North-Central Section - 57th Annual Meeting - 2023

Paper No. 5-3
Presentation Time: 8:45 AM

ESTABLISHING PRIMORDIAL CHEMICAL STRATIFICATION IN PLANETARY MANTLES DUE TO ACCRETION


JACOBSON, Seth, Department of Earth and Environmental Sciences, Michigan State University, 288 FARM LN, EAST LANSING, MI 48824

Earth accreted within the protoplanetary disk about the nascent Sun. Both radiometric chronometers (Hf-W, Lu-Hf, etc.; e.g., Barboni et al., 2017) and a highly siderophile element abundance based clock (Jacobson et al., 2014) conclude that this process took somewhere between 50 and 100 million years after the formation of the first solids in the Solar System. There now exists multiple terrestrial planet formation scenarios that can reproduce the masses, orbits, and timescales of Earth’s accretion.

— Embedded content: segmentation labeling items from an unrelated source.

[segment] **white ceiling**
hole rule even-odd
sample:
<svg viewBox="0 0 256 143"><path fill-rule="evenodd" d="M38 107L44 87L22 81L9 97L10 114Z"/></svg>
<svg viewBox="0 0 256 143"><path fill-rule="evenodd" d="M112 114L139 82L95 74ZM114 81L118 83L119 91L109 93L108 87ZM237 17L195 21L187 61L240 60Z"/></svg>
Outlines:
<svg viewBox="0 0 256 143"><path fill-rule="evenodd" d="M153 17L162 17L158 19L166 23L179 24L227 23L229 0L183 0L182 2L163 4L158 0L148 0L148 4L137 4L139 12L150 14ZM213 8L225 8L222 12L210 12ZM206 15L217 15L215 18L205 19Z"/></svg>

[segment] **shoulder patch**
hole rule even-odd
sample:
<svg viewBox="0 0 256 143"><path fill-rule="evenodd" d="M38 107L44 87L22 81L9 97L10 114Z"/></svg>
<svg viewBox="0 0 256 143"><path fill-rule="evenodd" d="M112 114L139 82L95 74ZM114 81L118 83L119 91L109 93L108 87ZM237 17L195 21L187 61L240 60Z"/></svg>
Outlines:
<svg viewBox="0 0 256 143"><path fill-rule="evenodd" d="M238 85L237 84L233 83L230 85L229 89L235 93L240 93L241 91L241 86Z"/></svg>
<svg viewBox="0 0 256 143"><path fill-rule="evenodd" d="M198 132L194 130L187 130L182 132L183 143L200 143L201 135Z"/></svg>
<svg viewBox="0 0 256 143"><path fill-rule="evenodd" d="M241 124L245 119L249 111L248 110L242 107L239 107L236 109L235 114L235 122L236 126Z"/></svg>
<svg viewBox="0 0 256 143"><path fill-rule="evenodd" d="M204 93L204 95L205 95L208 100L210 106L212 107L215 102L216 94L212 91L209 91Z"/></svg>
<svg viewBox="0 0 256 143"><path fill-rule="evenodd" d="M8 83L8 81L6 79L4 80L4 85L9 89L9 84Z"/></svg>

During this accretion process, radial mixing may have occurred within the protoplanetary disk delivering material from even the outermost parts of the disk to the growing Earth, but different planet formation scenarios make distinctly different claims regarding how much radial mixing might have occurred (e.g., Lambrecht et al., 2019; Izidoro et al., 2021). To investigate whether a signal from radial mixing could be recorded in Earth’s mantle, we model the accretion and differentiation of Earth throughout all of accretion according to these different scenarios. We track the delivery of distinct building blocks from different parts of the disk, and we simulate the creation of mantle magma oceans (Nakajima et al., 2021), which would homogenize molten parts of Earth’s mantle. In particular, we examine whether a record of carbonaceous chondrite-like outer disk material would leave behind a stratified record in Earth’s mantle at the start of the Hadean.